Having money in a savings account won’t directly build your credit score. The three-digit number is more a reflection of how well you have used credit in the past. It indicates whether, say, you have paid your bills on time and not overextended yourself with too much borrowing.
However, having enough cash in savings can possibly help your credit score in other ways. It can be a cushion that allows you to make on-time credit payments, which is a major factor in how your credit score is calculated. In addition, a healthy savings account, even if it doesn’t impact your credit score, is an important step towards financial wellness and stability.
If you want to grow your savings, consider banking with SoFi. Open a new online bank account with direct deposit, and you’ll earn a competitive APY. You can save money with SoFi too, because you won’t pay any of the usual banking fees. Not spending on those charges can mean more money in the bank for you.

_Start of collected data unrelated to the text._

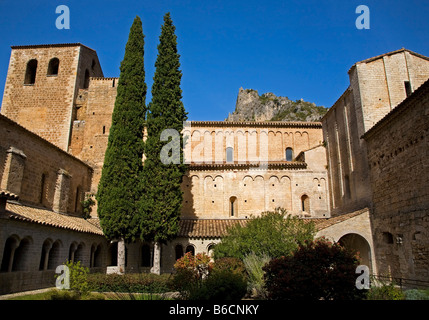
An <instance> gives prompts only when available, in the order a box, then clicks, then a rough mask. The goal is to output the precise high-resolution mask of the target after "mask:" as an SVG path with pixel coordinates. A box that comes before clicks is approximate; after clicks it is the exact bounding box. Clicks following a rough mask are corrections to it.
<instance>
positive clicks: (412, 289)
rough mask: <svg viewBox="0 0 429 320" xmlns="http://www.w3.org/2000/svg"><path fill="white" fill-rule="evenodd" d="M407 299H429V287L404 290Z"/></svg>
mask: <svg viewBox="0 0 429 320" xmlns="http://www.w3.org/2000/svg"><path fill="white" fill-rule="evenodd" d="M404 297H405V300H429V289H427V290H418V289H410V290H406V291H405V292H404Z"/></svg>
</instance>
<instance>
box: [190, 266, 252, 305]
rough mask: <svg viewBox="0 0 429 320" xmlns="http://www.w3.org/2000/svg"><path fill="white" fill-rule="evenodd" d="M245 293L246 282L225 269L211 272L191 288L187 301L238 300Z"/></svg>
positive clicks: (242, 279) (239, 274) (240, 298)
mask: <svg viewBox="0 0 429 320" xmlns="http://www.w3.org/2000/svg"><path fill="white" fill-rule="evenodd" d="M246 293H247V281H246V277H245V276H244V275H243V274H240V273H236V272H230V271H229V270H227V269H220V270H216V271H212V272H211V273H210V274H209V276H208V277H207V278H206V279H204V280H202V281H201V282H200V283H199V284H198V285H197V286H194V287H192V290H190V291H189V295H188V296H187V298H188V299H189V300H240V299H242V298H243V297H244V296H245V295H246Z"/></svg>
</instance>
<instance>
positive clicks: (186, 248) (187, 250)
mask: <svg viewBox="0 0 429 320" xmlns="http://www.w3.org/2000/svg"><path fill="white" fill-rule="evenodd" d="M188 252H190V253H192V255H193V256H195V248H194V246H193V245H188V246H187V247H186V253H188Z"/></svg>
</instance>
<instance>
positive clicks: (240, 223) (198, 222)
mask: <svg viewBox="0 0 429 320" xmlns="http://www.w3.org/2000/svg"><path fill="white" fill-rule="evenodd" d="M247 221H248V220H247V219H181V220H180V223H179V233H178V235H177V236H178V237H187V238H220V237H222V236H224V235H226V232H227V230H228V228H230V227H232V226H233V225H235V224H237V223H238V224H240V225H241V226H244V225H245V224H246V222H247Z"/></svg>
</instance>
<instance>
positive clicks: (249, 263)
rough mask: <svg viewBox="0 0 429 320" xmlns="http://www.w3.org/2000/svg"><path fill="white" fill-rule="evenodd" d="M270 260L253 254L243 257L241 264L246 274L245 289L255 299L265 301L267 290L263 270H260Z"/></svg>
mask: <svg viewBox="0 0 429 320" xmlns="http://www.w3.org/2000/svg"><path fill="white" fill-rule="evenodd" d="M270 260H271V258H270V257H269V256H268V255H266V254H263V255H256V254H255V253H254V252H252V253H250V254H248V255H246V256H245V257H244V260H243V263H244V265H245V267H246V271H247V274H248V286H247V289H248V291H249V292H250V293H251V295H252V296H253V297H255V298H260V299H266V298H267V290H266V288H265V281H264V270H262V268H263V267H264V266H265V265H266V264H267V263H269V262H270Z"/></svg>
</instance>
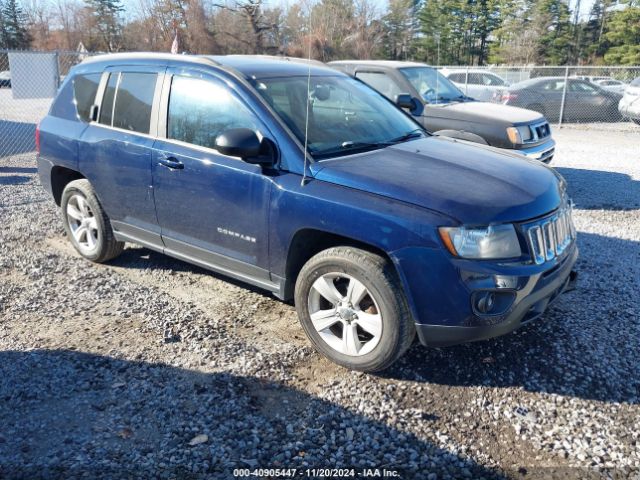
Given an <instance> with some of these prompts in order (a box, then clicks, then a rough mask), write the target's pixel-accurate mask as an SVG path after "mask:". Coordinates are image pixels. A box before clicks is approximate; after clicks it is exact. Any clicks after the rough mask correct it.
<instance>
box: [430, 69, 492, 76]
mask: <svg viewBox="0 0 640 480" xmlns="http://www.w3.org/2000/svg"><path fill="white" fill-rule="evenodd" d="M440 71H442V72H447V73H467V72H469V73H492V74H493V75H498V76H499V75H500V72H496V71H494V70H491V69H489V68H469V69H467V68H465V67H461V68H451V67H442V68H441V69H440Z"/></svg>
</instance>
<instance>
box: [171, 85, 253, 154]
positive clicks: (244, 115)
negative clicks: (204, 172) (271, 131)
mask: <svg viewBox="0 0 640 480" xmlns="http://www.w3.org/2000/svg"><path fill="white" fill-rule="evenodd" d="M232 128H249V129H251V130H257V129H258V124H257V122H256V120H255V117H254V115H253V114H252V113H251V111H249V109H248V108H247V107H245V106H244V104H242V102H240V100H238V99H237V98H236V97H235V96H234V95H233V94H232V93H231V92H230V91H229V89H228V88H227V87H226V86H224V85H223V84H221V83H218V82H214V81H211V80H203V79H200V78H194V77H181V76H174V77H173V80H172V82H171V94H170V96H169V113H168V117H167V137H168V138H171V139H174V140H180V141H182V142H186V143H191V144H193V145H200V146H203V147H208V148H215V141H216V137H217V136H218V135H220V134H221V133H223V132H224V131H226V130H229V129H232Z"/></svg>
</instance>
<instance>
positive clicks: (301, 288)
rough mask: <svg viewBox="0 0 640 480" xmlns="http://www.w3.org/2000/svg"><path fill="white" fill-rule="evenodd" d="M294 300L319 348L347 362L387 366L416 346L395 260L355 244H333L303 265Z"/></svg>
mask: <svg viewBox="0 0 640 480" xmlns="http://www.w3.org/2000/svg"><path fill="white" fill-rule="evenodd" d="M295 303H296V309H297V311H298V317H299V319H300V323H301V325H302V328H304V330H305V333H306V334H307V336H308V337H309V340H311V342H312V343H313V345H314V346H315V347H316V349H317V350H318V351H319V352H320V353H322V354H323V355H324V356H326V357H327V358H329V359H330V360H331V361H333V362H335V363H337V364H339V365H342V366H344V367H347V368H350V369H353V370H360V371H364V372H373V371H377V370H383V369H385V368H387V367H388V366H389V365H391V364H392V363H393V362H394V361H395V360H397V359H398V358H399V357H400V356H401V355H402V354H403V353H404V352H405V351H406V350H407V348H409V346H410V345H411V342H412V341H413V338H414V336H415V326H414V323H413V319H412V318H411V315H410V314H409V309H408V307H407V302H406V300H405V297H404V292H403V290H402V286H401V284H400V281H399V279H398V276H397V274H396V271H395V269H394V267H393V265H392V264H391V262H390V261H389V260H388V259H386V258H384V257H382V256H380V255H377V254H375V253H372V252H368V251H366V250H362V249H359V248H355V247H333V248H329V249H327V250H324V251H322V252H320V253H318V254H317V255H315V256H314V257H312V258H311V259H310V260H309V261H308V262H307V263H306V264H305V265H304V266H303V267H302V269H301V270H300V273H299V274H298V279H297V281H296V289H295Z"/></svg>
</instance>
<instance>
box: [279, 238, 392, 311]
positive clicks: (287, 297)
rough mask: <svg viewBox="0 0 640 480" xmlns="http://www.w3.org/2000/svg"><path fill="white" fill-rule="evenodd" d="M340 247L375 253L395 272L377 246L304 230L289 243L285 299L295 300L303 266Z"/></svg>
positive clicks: (388, 260) (381, 251) (283, 296)
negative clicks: (391, 268)
mask: <svg viewBox="0 0 640 480" xmlns="http://www.w3.org/2000/svg"><path fill="white" fill-rule="evenodd" d="M338 246H349V247H354V248H360V249H362V250H366V251H368V252H371V253H375V254H376V255H379V256H381V257H383V258H385V259H386V260H388V261H389V264H390V265H393V268H394V270H395V265H394V263H393V261H392V259H391V257H390V256H389V254H388V253H387V252H385V251H384V250H382V249H381V248H379V247H376V246H375V245H372V244H369V243H366V242H363V241H361V240H356V239H354V238H350V237H347V236H344V235H339V234H336V233H332V232H328V231H323V230H318V229H315V228H303V229H300V230H298V231H297V232H296V233H295V234H294V235H293V237H292V238H291V242H290V243H289V248H288V253H287V262H286V266H285V284H284V288H283V297H284V299H285V300H290V299H292V298H293V293H294V288H295V284H296V280H297V279H298V274H299V273H300V270H301V269H302V267H303V265H304V264H305V263H307V261H308V260H309V259H310V258H311V257H313V256H314V255H316V254H318V253H320V252H321V251H323V250H326V249H328V248H332V247H338ZM396 273H397V272H396Z"/></svg>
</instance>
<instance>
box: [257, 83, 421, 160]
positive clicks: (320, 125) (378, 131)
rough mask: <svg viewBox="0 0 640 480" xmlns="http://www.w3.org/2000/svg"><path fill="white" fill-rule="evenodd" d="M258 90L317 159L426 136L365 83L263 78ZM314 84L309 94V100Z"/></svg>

Can you build credit with a savings account?
Having a savings account won’t directly affect your credit score. However, having enough money in a savings account can indirectly help your score. Having ample cash could mean you’re more likely to make on-time payments and not need to take out multiple loans.
Do banks run credit checks for savings accounts?
Banks tend to look at reports from ChexSystems and similar agencies when a customer applies for an account. These organizations gather information on your past use of banking products. If a bank does decide to do a credit check, they typically perform a soft credit inquiry with the credit-report agencies. These inquiries should not affect your credit score.
Is it worth it to have a savings account?
Having a savings account is useful in many areas of your financial life, such as creating an emergency fund. Unlike traditional checking accounts, savings accounts typically pay interest, which is another valuable perk. (If you live in Canada, you might look into tax-free savings accounts, which can help you stash pre-tax dollars.)